VAN HELSING
½ (two and one half stars)
Raising the stakes.
Running time: 132 minutes. Rated PG-13 (action violence, frightening images, sensuality). At the Astor Plaze, the Union Square, the Harlem U.S.A. and others.
HOLLYWOOD’S silly season – a.k.a. summer – gets off to a flying, climbing and frightening start with “Van Helsing,” a nonstop collection of cliffhangers that contrives to bring together Dracula, Frankenstein’s monster and the Wolf Man.
This $100 million blockbuster begins with a black-and-white prologue that’s a fairly straight homage to “The Bride of Frankenstein,” complete with torch-bearing villagers.
But it’s pretty clear that writer-director Stephen Sommers has his tongue in his cheek when the scene changes to Paris, where Van Helsing is battling Mr. Hyde (Robbie Coltrane) in the belfry of Notre Dame cathedral.
This is not your father’s – or Bram Stoker’s – sexagenarian vampire hunter.
This Van Helsing (his first name changed from Abraham to Gabriel), splendidly embodied by a hunky Hugh Jackman in his first real movie-star lead, is the Vatican’s late 19th-century answer to James Bond, a swashbuckling secret agent dispatched to put down monsters around the world.
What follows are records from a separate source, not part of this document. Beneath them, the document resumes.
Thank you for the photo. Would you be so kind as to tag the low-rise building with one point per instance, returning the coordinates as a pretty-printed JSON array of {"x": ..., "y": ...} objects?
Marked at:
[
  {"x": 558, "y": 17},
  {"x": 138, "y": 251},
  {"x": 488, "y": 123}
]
Accompanied by the gadget-happy equivalent of Q, a monk named Carl (David Wenham), the leather-coated and crossbow-carrying Van Helsing travels to Transylvania for his latest mission.
He’s to take on Dracula (a wonderfully hammy Richard Roxburgh, who played a different kind of nobleman in “Moulin Rouge”), who is bent on destroying the two surviving members of a gypsy royalty.
Anna (Kate Beckinsale, most recently a vampire in “Underworld,” but a devoted vampire hunter here) initially spurns Van Helsing’s offer of help, but changes her mind after her brother (Will Kemp) is bitten and turned into the Wolf Man.
There is fun to be had at “Van Helsing,” but it requires considerable suspension of disbelief at the apparently deliberately ridiculous plot necessary to bring the three monsters together.
Dracula is planning to use Frankenstein’s monster (a sympathetic Shuler Hensley) as a sort of generator to revive the thousands of offspring he sired with his three brides, all of whom were born dead.
The brides (European actresses Elena Anaya, Silivia Colloca and Josie Maran) are Sommers’ homage to Hammer Films’ racier horror films of the ’60s and ’70s.
Their topless (sans nipples) aerial attack on a Transylvanian village is the first of a series of bravura sequences in a movie that has so many of them – there are not one but two chases over collapsed bridges – that it almost becomes wearying.
This relentlessly over-the-top style mostly works because the film is peppered with funny one-liners, as when Dracula asks Igor (an amusing Kevin J. O’Connor), the hunchbacked assistant he acquired from Dr. Frankenstein, why he’s torturing the Wolf Man, whom Dracula is holding as a hostage to obtain Frankenstein’s monster.
“It’s what I do,” he replies.
This approach is not necessarily going to sit well with purists, though they may appreciate the breathtaking visuals (photographed by Allen Daviau of “E.T.”), stunts and special effects.
The most memorable effect comes at a lavish costume ball – choreographed by Cirque du Soleil – at which Dracula memorably demonstrates he still casts no shadow (though in this version, he can’t be stopped by daylight, crosses or holy water).
“Van Helsing” is more amusing and exciting than frightening, though there are probably enough genuine shocks to generate a box-office stampede and numerous tie-ins – a video game, an animated prequel, an upcoming TV series – as well as the inevitable sequel.